Fernanda Hinojosa

Vamos Talks with Fernanda Hinojosa

Fernanda Hinojosa is a Mexican Attorney who is currently working on her passion project, Nicho Hispana: a platform to help Latinas grow and advertise services like cleaning, cooking and teaching Spanish. Fernanda discusses her journey navigating Los Angeles after living in Mexico her whole life. She shares her perspective on the duality of culture within America, and discusses what shocked her most upon moving to America.

Vamos Foods connected with Fernanda Hinojosa to learn more about her experience coming to America from Mexico, and we got to hear more about her exciting project. Read below to read the interview!


Where are you from?

I’m from Mexico City, actually more like outside of the city- from Satélite. I was born and raised there and I moved to the city when I started college. I met my husband in Mexico City at a nightclub and then saw an opportunity of getting a Master of Law here in LA. I’m an attorney, and I started my Masters at Loyola Law School for a year.

Can you tell us a bit more about the transition of you coming from Mexico- having grown up in Mexico your entire life- and then moving to Los Angeles full time?

Before moving to the US, I didn’t have a ton of interactions with American people and its culture. I just came to the US to visit, shop and party, but I never had that cultural  interaction. The biggest fear I had of moving was never finding authentic Mexican food like back home. And to my surprise, I found great Mexican food.

I used to think that I was never going to feel in my home, like in Mexico, where we are very warm and very welcoming. I was like, no, Americans are not like that. Then I moved here and realized that the way Mexicans interact is very different than that of Americans.

Has moving to a state with a big Latino community helped in your transition?

In my opinion, the people that were born in Mexico but have lived in the US for some time now have a duality of being American and Mexican. The way of thinking is very different between me and a Mexican that has been living in the US for more than 10 years, or a second or third generation Mexican-American. I’m starting to understand that Mexican and US cultures are very mixed for some people. It’s been amazing to see so much Mexican influence the US.

LA has given me so much and so much to be proud of. To be able to see so many Mexican influence in LA and California has been incredible. I've been able to really recognize that even though we are not in Mexico, Mexican culture is a big part of the US, specifically in LA and California.

Have you experienced any struggles or challenges by being a Latina in the U.S.?

I think first of all, my English is not perfect. My English has improved so much since I moved here and it’s much better, but it’s the small things that make it hard to fit in perfectly. A lot of times I just feel like an outsider in social scenes, because I might not know a reference or saying. In Mexico everyone is very welcoming, if you’re hosting people, you always make them feel at home.
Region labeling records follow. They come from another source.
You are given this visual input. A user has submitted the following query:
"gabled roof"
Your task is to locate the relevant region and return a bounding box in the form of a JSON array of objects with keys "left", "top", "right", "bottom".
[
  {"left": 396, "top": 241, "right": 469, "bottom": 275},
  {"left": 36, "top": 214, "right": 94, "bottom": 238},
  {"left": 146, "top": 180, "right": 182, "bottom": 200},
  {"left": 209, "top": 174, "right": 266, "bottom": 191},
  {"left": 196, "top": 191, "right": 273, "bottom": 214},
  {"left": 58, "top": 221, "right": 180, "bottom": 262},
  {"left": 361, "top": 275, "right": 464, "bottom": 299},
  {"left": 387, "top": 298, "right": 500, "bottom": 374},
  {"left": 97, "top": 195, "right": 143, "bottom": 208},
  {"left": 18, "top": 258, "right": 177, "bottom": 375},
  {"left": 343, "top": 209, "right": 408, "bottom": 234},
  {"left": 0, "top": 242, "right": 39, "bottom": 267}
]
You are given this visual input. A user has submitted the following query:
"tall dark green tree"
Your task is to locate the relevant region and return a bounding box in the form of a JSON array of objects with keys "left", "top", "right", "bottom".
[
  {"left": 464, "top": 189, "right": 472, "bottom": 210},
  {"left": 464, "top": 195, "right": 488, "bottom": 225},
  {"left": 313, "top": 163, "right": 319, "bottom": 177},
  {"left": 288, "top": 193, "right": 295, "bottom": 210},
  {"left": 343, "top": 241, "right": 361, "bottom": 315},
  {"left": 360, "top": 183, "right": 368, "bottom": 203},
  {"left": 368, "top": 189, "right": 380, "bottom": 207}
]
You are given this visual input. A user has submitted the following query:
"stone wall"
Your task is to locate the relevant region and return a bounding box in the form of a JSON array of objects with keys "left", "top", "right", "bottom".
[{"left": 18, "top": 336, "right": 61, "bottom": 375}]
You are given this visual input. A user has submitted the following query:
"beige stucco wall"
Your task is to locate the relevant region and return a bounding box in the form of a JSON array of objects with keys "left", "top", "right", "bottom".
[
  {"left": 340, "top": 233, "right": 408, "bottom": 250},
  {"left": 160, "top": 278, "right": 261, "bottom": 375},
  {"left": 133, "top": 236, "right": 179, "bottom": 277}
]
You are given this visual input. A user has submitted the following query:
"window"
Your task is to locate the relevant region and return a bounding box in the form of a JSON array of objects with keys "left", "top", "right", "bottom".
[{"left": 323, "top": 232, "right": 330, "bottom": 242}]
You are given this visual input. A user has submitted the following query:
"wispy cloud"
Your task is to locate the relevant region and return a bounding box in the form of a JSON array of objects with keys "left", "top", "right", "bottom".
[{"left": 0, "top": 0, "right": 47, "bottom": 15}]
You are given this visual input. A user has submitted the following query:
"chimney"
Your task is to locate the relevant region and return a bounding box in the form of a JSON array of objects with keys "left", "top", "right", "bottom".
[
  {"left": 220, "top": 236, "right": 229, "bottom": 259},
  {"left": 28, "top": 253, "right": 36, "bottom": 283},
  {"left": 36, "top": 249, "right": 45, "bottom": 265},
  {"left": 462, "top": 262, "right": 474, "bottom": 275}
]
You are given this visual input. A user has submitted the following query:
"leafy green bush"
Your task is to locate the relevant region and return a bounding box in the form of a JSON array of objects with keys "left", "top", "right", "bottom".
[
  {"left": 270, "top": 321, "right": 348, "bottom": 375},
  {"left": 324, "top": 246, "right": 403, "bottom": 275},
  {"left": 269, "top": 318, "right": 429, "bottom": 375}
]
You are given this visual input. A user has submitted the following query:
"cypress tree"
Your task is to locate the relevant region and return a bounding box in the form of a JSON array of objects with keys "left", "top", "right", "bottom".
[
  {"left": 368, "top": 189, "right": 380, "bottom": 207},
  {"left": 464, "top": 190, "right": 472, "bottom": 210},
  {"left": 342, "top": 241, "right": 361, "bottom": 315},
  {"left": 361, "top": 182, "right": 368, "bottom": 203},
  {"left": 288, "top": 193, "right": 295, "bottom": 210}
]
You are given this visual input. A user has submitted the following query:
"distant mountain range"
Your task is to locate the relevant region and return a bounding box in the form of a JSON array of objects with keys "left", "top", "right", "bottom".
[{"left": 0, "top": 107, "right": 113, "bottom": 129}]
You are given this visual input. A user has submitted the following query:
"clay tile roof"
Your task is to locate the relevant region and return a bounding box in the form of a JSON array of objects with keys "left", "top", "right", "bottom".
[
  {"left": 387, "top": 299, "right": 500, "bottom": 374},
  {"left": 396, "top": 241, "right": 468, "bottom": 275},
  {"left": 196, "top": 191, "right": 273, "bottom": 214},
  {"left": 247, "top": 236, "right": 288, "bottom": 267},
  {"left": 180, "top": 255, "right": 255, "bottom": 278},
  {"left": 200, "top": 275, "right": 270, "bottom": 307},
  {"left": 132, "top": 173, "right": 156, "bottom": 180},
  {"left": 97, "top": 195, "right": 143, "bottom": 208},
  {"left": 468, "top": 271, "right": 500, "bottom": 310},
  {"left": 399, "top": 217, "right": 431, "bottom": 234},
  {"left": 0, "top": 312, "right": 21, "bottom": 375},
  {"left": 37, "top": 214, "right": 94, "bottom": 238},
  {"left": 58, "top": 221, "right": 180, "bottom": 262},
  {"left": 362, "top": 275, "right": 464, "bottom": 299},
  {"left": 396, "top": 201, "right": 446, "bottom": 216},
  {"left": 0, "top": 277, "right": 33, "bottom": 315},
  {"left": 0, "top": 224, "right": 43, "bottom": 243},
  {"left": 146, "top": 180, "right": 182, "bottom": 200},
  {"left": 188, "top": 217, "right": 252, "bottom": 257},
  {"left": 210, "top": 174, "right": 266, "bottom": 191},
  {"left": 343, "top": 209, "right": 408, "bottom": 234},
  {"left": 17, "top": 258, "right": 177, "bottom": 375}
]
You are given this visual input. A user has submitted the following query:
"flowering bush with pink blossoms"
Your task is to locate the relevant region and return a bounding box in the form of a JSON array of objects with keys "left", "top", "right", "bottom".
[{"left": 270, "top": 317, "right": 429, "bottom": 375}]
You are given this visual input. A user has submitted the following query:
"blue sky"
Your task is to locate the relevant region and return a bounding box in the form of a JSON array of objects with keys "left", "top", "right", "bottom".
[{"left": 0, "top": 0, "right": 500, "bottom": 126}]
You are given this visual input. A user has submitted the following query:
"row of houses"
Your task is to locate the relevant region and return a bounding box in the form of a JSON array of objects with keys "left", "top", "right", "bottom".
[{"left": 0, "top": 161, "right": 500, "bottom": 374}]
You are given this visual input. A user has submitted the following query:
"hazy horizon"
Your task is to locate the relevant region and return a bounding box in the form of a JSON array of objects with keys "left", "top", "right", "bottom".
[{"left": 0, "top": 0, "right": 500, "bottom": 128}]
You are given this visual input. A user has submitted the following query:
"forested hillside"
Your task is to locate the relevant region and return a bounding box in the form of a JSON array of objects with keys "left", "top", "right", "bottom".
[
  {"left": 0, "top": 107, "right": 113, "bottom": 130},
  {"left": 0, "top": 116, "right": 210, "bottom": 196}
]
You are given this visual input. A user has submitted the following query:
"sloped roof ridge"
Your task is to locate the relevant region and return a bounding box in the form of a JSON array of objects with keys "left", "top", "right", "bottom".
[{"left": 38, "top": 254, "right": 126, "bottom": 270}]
For me that hasn’t been the case when I go to parties and get-togethers in LA.

Do you think people have prejudices because of your English?

Well, some people ask me “where are you from? I love your accent!”, and they think I am Colombian or Argentinian, never Mexican. There’s also people that when you say something without a perfect pronunciation, they're like, “What?”. People that don’t speak more than one language have way more trouble understanding what I say than people that are bilingual. They don’t have to ask me “What?”, they just figure it out.

Speaking so much in English is exhausting at times. When you're in conversations with people who are always speaking English you have to think twice about what you’re about to say. There are times that I just feel like not talking to be honest with you. It’s definitely way harder to be my true self in English, and at time I wish I could communicate just as well as in Spanish. I’ve been here two years so maybe it’s just a matter of time, but it’s still tiring and exhausting. Whenever I have the chance to speak in Spanish, I take it and enjoy every moment of it.

Can you tell us more about the project you’re working on?

Nicho Hispana is my dream project and life mission. It’s a platform that helps Latinas advertise their services like cleaning, cooking, or teaching Spanish lessons. The purpose is to create a platform for Latinas to truly showcase themselves. I think right now, other platforms that offer these services don’t reflect the Latino community, when at the end of the day Latinos are the ones doing the work. I think that as a Mexican and a Latina, I need to do something about it. It's our duty to make Americans understand that we are not only tequila, tacos and guacamole. We're way more complex than just that. I want the platform to show the reality of being Latino, by showcasing Latino products and services without a middlemen taking a piece of the pie. I really want to give these women the opportunity to take ownership of their businesses.

What does it mean to be a Latina?

I think being a Latina is being very positive about life as well as a fighter. Latina’s are fighters. Their fight is in the house and in the workplace. Also being a Latina is knowing how to enjoy life. I don’t think American culture has this relationship with happiness. Not because it’s a bad thing, but it’s just different. Latinas are so happy despite all the struggles we have to face, we enjoy everything we have.

I’m so proud of being a Mexican woman. Coming to a country with this positive and different way of looking at things adds value to the US and American culture and society. We know how to enjoy life, and you can see it in the relation we have with food. For Latino’s food is a way to connect with your family and community. Also in the importance of family, and having a support system no matter what. We’re working people, you know, so I think the combination of all this stuff is what makes me so proud of being Mexican.